Stanford STATS191 in Python, Lecture 6 : Diagnostics for multiple linear regression
Stanford Stats 191¶
Introduction¶
This is a re-creation of the Stanford Stats 191 course (see https://web.stanford.edu/class/stats191/), using Python eco-system tools, instead of R. This is lecture "Diagnostics for multiple regression"
Initial Notebook Setup¶
watermark
documents the current Python and package environment, black
is my preferred Python formatter
%load_ext watermark
The watermark extension is already loaded. To reload it, use: %reload_ext watermark
%load_ext lab_black
The lab_black extension is already loaded. To reload it, use: %reload_ext lab_black
%matplotlib inline
All imports go here
import pandas as pd
import numpy as np
import seaborn as sn
import math
import matplotlib.pyplot as plt
from mpl_toolkits.mplot3d import Axes3D
from scipy import stats
from statsmodels.formula.api import ols
from statsmodels.formula.api import rlm
import statsmodels.api as sm
from statsmodels.stats.stattools import jarque_bera
import os
data = pd.read_csv('../data/hills.csv', sep='\t')
data.head()
Race | Distance | Climb | Time | |
---|---|---|---|---|
0 | Greenmantle | 2.5 | 650 | 16.083 |
1 | Carnethy | 6.0 | 2500 | 48.350 |
2 | CraigDunain | 6.0 | 900 | 33.650 |
3 | BenRha | 7.5 | 800 | 45.600 |
4 | BenLomond | 8.0 | 3070 | 62.267 |
data.sort_values(by='Distance').tail()
Race | Distance | Climb | Time | |
---|---|---|---|---|
16 | SevenHills | 14.0 | 2200 | 98.417 |
6 | BensofJura | 16.0 | 7500 | 204.617 |
32 | TwoBreweries | 18.0 | 5200 | 170.250 |
34 | MoffatChase | 20.0 | 5000 | 159.833 |
10 | LairigGhru | 28.0 | 2100 | 192.667 |
Visualize Data¶
We use Seaborn to visually explore the relationships between the variables
sn.pairplot(data)
<seaborn.axisgrid.PairGrid at 0x1f5a5dd2c18>
Same graph as before, but we also add a regression line to each scatter plot
sn.pairplot(data, kind='reg')
D:\Anaconda3\envs\ac5-py37\lib\site-packages\scipy\stats\stats.py:1713: FutureWarning: Using a non-tuple sequence for multidimensional indexing is deprecated; use `arr[tuple(seq)]` instead of `arr[seq]`. In the future this will be interpreted as an array index, `arr[np.array(seq)]`, which will result either in an error or a different result. return np.add.reduce(sorted[indexer] * weights, axis=axis) / sumval
<seaborn.axisgrid.PairGrid at 0x1f5a691db70>
We choose to highlight a particular race that looks unusual. We do this by linking the color of the dot (hue
) to the race name
data['RaceName'] = [
'LairigGhru' if r == 'LairigGhru' else '-'
for r in data['Race']
]
sn.pairplot(
data, kind='scatter', diag_kind='hist', hue='RaceName'
)
<seaborn.axisgrid.PairGrid at 0x1f5a22a0710>
We can also use pandas
to do our scatter plots
fig, ax = plt.subplots(1, 1, figsize=(10, 10))

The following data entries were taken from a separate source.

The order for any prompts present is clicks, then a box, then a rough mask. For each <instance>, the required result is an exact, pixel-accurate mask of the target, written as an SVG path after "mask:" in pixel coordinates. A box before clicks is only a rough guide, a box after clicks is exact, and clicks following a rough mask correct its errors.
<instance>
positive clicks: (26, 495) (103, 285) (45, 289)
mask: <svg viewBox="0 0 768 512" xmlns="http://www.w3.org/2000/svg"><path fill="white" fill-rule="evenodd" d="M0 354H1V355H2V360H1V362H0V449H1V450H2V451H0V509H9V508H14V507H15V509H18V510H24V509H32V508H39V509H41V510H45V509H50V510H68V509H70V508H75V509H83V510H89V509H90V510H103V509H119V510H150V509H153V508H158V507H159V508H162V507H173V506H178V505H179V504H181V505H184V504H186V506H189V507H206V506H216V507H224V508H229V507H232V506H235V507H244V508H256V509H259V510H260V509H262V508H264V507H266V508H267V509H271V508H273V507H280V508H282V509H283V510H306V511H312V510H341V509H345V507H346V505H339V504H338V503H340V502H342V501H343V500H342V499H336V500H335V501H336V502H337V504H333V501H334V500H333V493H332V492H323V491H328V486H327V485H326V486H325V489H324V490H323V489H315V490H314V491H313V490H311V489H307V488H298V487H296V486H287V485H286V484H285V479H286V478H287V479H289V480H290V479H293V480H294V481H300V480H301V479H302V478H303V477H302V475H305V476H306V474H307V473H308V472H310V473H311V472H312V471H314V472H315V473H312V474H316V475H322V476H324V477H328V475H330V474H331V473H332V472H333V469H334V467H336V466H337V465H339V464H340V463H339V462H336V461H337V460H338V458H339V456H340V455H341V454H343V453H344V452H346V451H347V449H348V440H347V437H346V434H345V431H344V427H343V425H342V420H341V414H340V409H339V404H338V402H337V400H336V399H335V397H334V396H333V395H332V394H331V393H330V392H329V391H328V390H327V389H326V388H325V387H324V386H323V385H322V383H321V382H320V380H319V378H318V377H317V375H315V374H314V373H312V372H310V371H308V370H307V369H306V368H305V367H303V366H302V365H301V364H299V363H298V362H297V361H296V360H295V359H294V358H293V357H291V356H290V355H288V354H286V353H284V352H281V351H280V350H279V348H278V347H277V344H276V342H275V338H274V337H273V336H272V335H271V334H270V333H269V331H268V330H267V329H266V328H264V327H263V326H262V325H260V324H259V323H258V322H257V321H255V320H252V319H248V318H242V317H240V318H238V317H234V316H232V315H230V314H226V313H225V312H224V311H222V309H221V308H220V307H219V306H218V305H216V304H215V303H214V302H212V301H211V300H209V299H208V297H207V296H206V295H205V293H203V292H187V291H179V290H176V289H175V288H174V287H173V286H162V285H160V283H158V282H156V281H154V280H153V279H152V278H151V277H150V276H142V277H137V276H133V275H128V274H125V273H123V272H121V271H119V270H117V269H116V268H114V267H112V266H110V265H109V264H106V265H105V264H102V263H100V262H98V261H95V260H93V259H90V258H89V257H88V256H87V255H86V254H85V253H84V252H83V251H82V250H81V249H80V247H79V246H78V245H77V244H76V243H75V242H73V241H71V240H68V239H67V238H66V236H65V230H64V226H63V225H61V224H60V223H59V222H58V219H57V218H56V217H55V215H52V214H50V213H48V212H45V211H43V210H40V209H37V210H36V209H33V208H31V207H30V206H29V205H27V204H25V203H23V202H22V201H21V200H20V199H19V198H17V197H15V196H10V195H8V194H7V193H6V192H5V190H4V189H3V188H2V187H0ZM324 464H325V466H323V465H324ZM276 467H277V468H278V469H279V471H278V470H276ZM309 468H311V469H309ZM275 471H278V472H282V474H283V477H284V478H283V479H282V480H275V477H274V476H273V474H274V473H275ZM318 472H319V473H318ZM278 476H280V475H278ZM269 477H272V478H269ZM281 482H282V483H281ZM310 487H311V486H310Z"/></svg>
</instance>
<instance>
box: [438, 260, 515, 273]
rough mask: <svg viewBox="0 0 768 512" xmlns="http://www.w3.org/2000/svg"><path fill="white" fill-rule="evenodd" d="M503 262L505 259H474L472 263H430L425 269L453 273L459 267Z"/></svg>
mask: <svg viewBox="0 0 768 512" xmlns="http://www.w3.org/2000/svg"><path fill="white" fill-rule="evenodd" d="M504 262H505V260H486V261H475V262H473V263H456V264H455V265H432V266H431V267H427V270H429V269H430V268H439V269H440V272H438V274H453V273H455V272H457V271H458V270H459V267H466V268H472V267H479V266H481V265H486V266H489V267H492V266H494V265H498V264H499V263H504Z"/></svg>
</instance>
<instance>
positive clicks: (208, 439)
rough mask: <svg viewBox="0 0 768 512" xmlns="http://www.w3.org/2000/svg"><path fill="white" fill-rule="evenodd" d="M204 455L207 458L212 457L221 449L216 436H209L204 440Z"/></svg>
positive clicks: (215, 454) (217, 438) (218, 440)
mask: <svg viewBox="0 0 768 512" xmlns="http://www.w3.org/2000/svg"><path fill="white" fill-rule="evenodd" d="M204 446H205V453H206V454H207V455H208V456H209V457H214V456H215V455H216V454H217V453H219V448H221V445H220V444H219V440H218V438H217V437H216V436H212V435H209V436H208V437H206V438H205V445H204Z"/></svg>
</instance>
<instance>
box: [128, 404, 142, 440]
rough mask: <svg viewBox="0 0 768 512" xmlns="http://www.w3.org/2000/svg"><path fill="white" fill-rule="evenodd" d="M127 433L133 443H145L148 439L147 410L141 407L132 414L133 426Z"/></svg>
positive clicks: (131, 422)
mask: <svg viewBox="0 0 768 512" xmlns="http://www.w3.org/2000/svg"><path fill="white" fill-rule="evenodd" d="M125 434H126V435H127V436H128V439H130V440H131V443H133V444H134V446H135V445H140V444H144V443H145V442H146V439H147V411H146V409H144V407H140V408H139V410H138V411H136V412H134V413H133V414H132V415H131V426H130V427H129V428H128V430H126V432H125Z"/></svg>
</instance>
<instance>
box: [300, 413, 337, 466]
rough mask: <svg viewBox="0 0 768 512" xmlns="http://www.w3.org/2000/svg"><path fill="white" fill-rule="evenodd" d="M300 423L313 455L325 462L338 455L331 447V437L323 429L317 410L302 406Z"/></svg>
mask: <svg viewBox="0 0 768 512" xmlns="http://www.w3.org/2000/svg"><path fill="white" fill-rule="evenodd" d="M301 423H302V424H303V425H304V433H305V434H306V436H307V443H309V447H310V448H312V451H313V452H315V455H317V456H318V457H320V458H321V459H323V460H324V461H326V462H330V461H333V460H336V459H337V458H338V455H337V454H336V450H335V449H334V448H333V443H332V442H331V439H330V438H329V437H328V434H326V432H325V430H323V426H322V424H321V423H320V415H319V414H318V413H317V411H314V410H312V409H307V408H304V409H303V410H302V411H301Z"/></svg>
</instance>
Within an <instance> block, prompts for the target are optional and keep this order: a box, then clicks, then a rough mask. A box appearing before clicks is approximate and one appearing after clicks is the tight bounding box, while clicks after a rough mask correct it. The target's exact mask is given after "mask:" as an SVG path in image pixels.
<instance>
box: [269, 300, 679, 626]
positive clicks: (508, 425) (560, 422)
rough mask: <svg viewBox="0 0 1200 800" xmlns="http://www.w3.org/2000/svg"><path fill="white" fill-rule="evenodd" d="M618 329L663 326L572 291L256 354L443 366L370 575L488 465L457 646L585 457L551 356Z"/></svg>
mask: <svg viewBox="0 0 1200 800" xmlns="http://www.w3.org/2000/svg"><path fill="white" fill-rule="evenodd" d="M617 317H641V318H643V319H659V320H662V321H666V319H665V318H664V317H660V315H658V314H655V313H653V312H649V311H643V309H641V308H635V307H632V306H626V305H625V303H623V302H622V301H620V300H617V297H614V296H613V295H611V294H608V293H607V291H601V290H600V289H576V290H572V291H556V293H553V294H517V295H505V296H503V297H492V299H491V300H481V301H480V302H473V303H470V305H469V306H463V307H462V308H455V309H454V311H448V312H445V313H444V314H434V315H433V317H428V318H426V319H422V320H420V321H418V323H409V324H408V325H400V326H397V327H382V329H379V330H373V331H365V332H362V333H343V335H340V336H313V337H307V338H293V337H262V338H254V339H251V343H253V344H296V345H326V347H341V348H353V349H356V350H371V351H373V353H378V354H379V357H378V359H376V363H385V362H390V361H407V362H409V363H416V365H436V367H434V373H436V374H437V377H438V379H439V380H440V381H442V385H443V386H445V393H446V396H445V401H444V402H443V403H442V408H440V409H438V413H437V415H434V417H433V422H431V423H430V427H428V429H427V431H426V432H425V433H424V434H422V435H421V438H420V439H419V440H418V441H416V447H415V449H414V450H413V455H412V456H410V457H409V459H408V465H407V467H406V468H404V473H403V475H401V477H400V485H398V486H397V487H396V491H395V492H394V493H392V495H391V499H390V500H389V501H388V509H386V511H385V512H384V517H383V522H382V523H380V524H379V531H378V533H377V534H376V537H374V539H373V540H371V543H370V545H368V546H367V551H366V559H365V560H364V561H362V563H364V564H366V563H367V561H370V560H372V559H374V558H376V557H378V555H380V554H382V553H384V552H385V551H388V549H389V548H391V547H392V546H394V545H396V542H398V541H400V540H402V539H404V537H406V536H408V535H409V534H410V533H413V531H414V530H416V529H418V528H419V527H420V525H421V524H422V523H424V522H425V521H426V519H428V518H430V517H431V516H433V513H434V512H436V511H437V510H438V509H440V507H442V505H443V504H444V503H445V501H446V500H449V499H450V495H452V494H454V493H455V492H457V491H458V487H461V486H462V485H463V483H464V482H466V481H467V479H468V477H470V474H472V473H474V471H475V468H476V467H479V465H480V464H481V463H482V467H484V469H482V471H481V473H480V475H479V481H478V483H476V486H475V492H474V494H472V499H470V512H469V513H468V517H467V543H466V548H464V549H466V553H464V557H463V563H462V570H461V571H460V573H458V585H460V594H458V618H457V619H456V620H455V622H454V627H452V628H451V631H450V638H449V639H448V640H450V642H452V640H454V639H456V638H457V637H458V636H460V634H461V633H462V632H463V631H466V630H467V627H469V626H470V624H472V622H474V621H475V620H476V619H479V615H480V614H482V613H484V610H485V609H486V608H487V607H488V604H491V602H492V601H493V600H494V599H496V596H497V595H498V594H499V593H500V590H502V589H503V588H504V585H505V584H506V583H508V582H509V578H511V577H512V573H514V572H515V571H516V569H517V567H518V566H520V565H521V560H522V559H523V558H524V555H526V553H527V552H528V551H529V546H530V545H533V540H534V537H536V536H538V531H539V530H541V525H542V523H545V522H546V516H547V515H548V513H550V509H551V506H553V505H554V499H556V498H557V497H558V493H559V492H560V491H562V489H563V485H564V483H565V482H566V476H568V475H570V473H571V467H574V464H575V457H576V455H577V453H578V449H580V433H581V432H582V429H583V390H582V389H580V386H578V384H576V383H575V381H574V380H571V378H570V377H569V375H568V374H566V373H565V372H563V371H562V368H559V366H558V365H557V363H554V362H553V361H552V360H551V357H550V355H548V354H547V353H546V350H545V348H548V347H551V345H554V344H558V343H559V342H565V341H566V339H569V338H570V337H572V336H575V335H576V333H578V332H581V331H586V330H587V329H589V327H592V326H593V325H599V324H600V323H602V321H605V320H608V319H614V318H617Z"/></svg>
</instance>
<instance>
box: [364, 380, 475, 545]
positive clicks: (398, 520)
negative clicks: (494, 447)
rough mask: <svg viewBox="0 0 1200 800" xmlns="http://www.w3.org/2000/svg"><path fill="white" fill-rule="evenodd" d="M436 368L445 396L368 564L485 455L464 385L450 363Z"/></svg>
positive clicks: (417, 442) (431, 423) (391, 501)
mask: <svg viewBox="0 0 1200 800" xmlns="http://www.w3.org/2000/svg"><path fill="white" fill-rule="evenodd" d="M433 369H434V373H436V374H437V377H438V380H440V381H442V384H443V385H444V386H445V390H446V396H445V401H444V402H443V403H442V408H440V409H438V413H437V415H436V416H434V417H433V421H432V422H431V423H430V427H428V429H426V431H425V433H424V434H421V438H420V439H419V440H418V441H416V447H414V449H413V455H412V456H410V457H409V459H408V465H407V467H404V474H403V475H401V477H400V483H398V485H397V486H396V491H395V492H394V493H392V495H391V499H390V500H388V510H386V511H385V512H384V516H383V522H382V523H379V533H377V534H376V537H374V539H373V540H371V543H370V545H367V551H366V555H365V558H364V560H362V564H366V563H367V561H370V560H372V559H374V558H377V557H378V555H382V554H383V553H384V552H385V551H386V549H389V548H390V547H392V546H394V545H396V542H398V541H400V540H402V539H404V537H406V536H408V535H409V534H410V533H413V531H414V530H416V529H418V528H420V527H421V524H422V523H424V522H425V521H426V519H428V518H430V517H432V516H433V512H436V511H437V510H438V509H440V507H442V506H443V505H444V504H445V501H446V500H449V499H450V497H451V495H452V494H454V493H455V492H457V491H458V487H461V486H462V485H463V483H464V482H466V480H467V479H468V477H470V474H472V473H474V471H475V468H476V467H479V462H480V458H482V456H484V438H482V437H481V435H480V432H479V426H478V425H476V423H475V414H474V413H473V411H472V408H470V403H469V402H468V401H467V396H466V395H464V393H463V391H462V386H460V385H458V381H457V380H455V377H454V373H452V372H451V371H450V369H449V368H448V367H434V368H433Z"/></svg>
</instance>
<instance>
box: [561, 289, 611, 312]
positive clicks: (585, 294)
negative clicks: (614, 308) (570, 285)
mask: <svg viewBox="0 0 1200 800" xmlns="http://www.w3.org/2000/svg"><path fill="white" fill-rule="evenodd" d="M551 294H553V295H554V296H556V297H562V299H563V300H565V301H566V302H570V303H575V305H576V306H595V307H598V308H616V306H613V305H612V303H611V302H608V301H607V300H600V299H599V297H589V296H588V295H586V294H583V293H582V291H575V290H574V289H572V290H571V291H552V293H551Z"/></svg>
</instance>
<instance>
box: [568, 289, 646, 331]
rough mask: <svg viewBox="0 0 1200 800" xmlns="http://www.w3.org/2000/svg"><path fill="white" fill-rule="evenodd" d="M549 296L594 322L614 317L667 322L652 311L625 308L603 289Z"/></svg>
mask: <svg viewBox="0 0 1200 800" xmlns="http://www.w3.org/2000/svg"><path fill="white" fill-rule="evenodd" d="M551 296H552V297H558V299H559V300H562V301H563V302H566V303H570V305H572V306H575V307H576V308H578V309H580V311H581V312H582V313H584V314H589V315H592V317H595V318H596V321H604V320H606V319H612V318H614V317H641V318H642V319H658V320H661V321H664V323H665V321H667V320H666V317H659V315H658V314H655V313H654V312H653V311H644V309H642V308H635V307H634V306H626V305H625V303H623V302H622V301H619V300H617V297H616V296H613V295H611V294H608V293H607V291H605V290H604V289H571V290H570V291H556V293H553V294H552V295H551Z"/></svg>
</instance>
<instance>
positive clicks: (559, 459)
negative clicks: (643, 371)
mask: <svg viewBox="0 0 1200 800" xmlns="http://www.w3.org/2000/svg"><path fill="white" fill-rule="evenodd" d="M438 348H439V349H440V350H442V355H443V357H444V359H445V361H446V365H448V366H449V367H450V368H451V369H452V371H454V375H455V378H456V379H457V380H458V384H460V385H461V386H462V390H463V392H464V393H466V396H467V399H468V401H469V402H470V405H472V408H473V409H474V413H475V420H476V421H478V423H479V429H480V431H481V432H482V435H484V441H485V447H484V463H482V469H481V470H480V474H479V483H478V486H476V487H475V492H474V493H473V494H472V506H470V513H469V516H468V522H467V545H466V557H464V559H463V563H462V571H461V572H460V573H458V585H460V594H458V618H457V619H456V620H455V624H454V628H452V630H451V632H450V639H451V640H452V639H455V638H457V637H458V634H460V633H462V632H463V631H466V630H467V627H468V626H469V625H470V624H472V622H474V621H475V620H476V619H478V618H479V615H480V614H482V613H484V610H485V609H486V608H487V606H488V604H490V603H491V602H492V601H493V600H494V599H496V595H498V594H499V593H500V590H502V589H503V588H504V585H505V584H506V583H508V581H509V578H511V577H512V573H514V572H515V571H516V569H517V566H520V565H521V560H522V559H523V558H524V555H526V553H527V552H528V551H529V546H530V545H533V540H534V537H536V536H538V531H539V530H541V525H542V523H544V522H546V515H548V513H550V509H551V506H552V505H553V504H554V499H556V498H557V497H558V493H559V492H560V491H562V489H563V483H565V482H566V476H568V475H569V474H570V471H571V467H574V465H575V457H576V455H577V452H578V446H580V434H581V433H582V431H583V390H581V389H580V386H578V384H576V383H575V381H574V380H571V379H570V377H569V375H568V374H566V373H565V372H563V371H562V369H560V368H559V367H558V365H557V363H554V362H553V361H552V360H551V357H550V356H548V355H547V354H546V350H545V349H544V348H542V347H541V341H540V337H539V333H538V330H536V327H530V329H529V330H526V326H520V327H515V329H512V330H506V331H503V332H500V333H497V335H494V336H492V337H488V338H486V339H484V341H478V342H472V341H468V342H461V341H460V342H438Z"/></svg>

__ = pd.plotting.scatter_matrix(
data, ax=ax, alpha=0.95, grid=False
)
D:\Anaconda3\envs\ac5-py37\lib\site-packages\ipykernel_launcher.py:3: UserWarning: To output multiple subplots, the figure containing the passed axes is being cleared This is separate from the ipykernel package so we can avoid doing imports until
Perform OLS¶
We build a model where time to complete the race depends linearly upon the distance, and height to climb (and of course, a Gaussian error term)
res = ols('Time ~ Distance + Climb', data=data).fit()
res.summary()
Dep. Variable: | Time | R-squared: | 0.919 |
---|---|---|---|
Model: | OLS | Adj. R-squared: | 0.914 |
Method: | Least Squares | F-statistic: | 181.7 |
Date: | Mon, 23 Mar 2020 | Prob (F-statistic): | 3.40e-18 |
Time: | 19:11:56 | Log-Likelihood: | -142.11 |
No. Observations: | 35 | AIC: | 290.2 |
Df Residuals: | 32 | BIC: | 294.9 |
Df Model: | 2 | ||
Covariance Type: | nonrobust |
coef | std err | t | P>|t| | [0.025 | 0.975] | |
---|---|---|---|---|---|---|
Intercept | -8.9920 | 4.303 | -2.090 | 0.045 | -17.756 | -0.228 |
Distance | 6.2180 | 0.601 | 10.343 | 0.000 | 4.993 | 7.442 |
Climb | 0.0110 | 0.002 | 5.387 | 0.000 | 0.007 | 0.015 |
Omnibus: | 47.910 | Durbin-Watson: | 2.249 |
---|---|---|---|
Prob(Omnibus): | 0.000 | Jarque-Bera (JB): | 233.976 |
Skew: | 3.026 | Prob(JB): | 1.56e-51 |
Kurtosis: | 14.127 | Cond. No. | 4.20e+03 |
Warnings:
[1] Standard Errors assume that the covariance matrix of the errors is correctly specified.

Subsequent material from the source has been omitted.